As you keep watching, though, you realise that it is a deep satire of the wealthy people in general. And you realise it while bursting into tears of laughter.
Triangle of Sadness is an excellent movie. It’s purpose seems to be to critique the rich people on this planet and it does so by bringing them to a very ridicule plane.
The film is divided in three parts. The first one is focused on an heterosexual couple of models, also influencers on the Internet, who make a lot of money out of this. However, the girl makes a bit more money than the guy. Soon he starts having obsessive behavior about that little detail in situations where he feels like he is supposed to pay. Not only he introduces a theme of being over-concerned about money – especially in this case, that he does not lack richness – but the girl also displays how she ends up settling with the situation and saying that he is right. Of course he is not: his claim about the girl being manipulative and worried about social standards of money is not built on true facts, but on his own insecurities about being paid less than her and being less succesful.

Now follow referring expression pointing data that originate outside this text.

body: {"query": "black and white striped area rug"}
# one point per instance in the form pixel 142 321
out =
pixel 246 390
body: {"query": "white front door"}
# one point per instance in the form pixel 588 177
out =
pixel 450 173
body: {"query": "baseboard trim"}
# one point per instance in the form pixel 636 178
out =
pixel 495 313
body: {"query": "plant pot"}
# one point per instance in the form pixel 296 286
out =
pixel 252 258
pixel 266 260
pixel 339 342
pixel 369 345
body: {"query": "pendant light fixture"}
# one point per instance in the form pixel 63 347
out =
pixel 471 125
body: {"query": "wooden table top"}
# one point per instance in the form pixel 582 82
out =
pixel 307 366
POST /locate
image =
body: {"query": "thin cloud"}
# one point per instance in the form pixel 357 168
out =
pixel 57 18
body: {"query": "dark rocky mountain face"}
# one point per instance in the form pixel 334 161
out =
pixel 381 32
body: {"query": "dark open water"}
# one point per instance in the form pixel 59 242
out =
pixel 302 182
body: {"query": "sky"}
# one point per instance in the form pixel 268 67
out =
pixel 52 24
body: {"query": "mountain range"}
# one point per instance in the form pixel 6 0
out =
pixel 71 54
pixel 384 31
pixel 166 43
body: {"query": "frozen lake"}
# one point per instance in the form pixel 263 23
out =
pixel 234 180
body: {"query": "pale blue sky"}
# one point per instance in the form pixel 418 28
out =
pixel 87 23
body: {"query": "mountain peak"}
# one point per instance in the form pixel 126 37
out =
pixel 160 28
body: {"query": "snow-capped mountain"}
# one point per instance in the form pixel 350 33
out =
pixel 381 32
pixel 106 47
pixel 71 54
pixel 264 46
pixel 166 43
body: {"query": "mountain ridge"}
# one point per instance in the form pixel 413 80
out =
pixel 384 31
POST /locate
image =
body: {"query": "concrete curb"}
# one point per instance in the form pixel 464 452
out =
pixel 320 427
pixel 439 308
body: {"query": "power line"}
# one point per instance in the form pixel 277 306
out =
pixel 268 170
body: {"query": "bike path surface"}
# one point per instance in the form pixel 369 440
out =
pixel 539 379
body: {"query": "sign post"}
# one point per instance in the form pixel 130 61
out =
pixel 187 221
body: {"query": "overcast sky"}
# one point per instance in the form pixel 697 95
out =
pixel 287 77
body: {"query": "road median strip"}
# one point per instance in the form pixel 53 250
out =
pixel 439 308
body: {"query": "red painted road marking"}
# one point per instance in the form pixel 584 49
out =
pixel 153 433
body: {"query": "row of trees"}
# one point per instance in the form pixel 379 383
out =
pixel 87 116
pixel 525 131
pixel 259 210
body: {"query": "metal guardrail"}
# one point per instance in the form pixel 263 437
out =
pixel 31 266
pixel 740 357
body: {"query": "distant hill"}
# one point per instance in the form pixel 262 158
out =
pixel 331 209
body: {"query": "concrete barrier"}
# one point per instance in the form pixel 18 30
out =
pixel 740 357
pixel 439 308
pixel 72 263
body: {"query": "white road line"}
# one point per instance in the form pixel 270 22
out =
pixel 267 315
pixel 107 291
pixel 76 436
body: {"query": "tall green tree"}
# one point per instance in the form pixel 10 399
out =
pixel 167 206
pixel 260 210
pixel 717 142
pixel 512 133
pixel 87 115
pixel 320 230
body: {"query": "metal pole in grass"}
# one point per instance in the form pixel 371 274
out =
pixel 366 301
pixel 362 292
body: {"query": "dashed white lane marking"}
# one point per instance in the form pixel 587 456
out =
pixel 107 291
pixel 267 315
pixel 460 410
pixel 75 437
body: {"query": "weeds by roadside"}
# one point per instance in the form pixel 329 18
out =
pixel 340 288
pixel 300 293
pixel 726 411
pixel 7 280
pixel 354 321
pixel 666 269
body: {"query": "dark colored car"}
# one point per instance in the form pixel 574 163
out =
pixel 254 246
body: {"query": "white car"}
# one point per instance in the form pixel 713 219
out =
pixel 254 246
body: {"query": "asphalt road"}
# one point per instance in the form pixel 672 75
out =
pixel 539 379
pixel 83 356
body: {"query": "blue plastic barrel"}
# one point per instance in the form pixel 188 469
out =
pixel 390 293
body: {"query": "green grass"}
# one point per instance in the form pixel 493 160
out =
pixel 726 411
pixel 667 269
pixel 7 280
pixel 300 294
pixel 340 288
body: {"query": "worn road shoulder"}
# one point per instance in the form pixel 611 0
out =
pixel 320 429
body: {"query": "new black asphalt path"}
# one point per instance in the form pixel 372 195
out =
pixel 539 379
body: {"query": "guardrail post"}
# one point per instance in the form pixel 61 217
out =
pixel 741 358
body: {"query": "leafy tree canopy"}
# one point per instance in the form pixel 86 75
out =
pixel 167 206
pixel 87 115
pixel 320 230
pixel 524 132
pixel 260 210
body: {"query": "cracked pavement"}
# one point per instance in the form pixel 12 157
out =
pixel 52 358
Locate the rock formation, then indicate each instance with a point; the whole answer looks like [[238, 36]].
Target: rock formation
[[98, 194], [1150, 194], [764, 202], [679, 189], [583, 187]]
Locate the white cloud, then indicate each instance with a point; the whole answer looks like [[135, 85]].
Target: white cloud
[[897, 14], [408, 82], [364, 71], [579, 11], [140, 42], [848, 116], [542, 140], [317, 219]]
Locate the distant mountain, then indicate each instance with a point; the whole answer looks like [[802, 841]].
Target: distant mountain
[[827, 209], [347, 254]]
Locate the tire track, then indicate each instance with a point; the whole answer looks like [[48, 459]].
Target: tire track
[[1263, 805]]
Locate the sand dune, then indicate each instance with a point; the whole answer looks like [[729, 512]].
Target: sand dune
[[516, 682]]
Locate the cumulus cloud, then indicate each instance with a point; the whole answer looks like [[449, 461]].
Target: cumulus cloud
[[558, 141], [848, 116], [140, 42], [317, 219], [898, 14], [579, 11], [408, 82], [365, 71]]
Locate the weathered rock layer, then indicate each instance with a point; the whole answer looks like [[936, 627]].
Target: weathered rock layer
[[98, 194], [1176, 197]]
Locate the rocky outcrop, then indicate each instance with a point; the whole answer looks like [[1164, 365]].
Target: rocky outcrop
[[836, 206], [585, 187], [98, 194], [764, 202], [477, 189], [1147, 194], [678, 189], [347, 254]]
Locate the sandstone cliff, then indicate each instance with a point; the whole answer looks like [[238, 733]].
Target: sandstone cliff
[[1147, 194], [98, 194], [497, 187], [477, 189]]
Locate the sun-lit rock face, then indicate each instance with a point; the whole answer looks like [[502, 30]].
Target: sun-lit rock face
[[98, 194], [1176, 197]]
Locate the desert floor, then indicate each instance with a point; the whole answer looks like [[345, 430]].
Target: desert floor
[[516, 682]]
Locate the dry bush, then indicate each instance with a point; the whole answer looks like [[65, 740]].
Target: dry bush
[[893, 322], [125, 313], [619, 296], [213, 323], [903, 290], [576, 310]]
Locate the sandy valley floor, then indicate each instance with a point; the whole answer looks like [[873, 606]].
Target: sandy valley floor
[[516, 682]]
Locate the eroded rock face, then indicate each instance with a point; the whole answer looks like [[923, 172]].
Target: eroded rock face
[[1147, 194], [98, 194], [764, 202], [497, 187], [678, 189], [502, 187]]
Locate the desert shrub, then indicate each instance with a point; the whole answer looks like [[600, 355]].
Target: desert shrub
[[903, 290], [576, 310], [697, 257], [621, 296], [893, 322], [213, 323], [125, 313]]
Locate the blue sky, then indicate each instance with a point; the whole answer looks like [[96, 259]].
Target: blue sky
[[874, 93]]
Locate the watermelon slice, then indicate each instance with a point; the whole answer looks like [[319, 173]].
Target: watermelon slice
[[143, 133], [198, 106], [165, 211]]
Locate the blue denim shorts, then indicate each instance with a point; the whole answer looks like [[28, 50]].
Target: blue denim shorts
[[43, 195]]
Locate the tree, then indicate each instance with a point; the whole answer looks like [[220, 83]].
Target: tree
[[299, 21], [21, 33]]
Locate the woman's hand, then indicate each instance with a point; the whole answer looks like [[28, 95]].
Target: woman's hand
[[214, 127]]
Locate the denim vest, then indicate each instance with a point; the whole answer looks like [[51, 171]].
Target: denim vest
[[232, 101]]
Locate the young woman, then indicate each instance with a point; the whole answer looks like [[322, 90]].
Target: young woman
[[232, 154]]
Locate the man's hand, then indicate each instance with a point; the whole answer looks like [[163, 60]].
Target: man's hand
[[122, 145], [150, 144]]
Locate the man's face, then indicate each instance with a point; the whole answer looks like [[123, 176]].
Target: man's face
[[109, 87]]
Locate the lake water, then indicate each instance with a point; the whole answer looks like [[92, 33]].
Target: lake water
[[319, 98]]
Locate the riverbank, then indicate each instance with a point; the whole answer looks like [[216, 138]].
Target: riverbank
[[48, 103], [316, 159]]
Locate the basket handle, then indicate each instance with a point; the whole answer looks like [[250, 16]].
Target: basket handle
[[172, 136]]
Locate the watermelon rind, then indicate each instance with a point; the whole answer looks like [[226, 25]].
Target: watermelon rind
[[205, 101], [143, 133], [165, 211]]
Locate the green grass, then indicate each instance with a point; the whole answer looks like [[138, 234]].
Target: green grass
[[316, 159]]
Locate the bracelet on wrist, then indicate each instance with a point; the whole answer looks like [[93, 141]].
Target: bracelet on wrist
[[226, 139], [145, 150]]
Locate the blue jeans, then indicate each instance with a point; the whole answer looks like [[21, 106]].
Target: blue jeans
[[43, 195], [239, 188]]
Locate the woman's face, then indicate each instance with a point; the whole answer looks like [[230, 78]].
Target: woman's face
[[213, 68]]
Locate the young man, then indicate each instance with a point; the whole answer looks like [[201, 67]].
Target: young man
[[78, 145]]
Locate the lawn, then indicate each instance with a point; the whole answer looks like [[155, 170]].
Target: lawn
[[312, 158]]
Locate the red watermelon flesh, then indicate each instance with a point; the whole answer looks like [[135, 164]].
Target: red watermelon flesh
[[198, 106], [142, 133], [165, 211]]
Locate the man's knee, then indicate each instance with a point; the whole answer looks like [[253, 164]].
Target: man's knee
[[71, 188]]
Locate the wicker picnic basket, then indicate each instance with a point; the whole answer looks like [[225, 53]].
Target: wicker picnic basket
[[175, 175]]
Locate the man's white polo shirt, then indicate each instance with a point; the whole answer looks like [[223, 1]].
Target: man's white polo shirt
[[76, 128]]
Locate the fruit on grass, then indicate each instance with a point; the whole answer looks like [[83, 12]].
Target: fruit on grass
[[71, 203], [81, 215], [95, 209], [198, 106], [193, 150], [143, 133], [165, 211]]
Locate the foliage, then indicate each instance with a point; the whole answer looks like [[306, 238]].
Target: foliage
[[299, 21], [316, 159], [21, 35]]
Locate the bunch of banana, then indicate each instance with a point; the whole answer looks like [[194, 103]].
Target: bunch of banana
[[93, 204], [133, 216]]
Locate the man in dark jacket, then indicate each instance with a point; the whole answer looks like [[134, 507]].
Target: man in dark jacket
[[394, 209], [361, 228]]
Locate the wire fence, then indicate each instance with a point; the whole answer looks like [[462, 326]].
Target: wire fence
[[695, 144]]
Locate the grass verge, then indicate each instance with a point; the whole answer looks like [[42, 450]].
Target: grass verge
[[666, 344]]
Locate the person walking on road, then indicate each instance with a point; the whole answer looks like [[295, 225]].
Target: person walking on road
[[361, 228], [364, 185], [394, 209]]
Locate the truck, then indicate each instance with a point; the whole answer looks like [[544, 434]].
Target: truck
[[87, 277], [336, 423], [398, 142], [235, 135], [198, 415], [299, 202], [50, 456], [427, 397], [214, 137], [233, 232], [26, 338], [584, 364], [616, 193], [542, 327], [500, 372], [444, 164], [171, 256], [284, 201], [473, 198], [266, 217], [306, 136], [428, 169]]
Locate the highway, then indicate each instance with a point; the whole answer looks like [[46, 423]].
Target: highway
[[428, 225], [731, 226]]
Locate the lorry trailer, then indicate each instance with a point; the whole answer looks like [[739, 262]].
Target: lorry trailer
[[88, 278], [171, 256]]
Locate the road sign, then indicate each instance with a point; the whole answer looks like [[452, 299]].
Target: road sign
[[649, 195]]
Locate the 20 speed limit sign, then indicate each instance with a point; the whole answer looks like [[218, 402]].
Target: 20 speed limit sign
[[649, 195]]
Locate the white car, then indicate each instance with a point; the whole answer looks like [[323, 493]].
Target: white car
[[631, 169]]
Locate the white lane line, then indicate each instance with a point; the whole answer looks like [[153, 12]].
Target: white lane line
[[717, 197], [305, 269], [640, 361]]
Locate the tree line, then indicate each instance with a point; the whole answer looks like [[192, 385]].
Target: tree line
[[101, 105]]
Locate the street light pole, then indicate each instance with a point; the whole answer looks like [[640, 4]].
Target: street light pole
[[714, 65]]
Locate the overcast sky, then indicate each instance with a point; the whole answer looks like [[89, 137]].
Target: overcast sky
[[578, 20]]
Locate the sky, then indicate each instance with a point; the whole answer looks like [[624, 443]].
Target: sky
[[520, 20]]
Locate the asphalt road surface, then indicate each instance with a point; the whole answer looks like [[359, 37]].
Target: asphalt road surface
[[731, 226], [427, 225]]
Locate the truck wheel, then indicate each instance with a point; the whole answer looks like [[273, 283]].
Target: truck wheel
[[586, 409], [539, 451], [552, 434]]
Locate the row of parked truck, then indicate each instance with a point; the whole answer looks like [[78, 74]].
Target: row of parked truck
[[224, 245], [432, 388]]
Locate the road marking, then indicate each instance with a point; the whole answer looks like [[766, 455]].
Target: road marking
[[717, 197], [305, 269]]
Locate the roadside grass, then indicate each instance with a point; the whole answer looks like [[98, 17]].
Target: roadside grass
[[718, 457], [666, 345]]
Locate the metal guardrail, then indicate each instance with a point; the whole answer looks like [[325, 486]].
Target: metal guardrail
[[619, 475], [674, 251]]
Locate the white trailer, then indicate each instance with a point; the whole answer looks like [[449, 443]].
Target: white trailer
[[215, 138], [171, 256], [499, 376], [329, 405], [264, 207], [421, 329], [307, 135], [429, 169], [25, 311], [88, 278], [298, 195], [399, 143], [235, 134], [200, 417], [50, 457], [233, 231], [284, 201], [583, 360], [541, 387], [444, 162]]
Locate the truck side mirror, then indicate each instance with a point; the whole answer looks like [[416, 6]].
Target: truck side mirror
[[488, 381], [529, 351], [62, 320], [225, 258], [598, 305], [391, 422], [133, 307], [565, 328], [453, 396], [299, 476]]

These masculine insecurities are also latent in the second part of the film. There is a trip on a yacht, offered to very rich people. That couple are two of the guests and there, the guy shows again obsessive behavior by being very jealous of every man that looks at his girlfriend.
Where the film truly shines is when the rich people start making the staff do things like swimming on the pool in hours of service. Afterwards, in a dinner organised with the communist captain of the ship, the boat starts having some turbulences. The guests, though, do not abandon their positions of ‘being served’, to the extent that they start puking and fainting in the middle of the dinner. Caos rises in the ship while the rich guests settle with the situation and they even believe that the ship is sinking. They are so accostumed to ‘be given things’ at all times. The fact that what is given to them is not a delicious dinner but a catastrophic situation of sea storm does not change the fact that they will not do anything at all to solve it.
That point is made even more visible in the third part.
SPOILERS AHEAD!
The ship sinks eventually – by a group of terrorists using weaponry sold by the rich people themselves. A few of the guests end up in an island, and also two members of the staff. The hierarchy is still there until the previous toilet manager shows everyone else that she is the only one capable of cooking and hunting. The guests then realise that their position of ‘being given things’ will not help them survive, and only then the social structure changes and the manager, a woman, becomes the matriarch of the group.
The film is hilarous, sometimes even discusting. It is not a critique to wealthy people per se, as I made clear before, but to pretentious people that are used to have things for granted without having to do anything. And the film does a tremendous job at ridiculising these groups and emphasizing how stupidly settled in a golden throne they can be.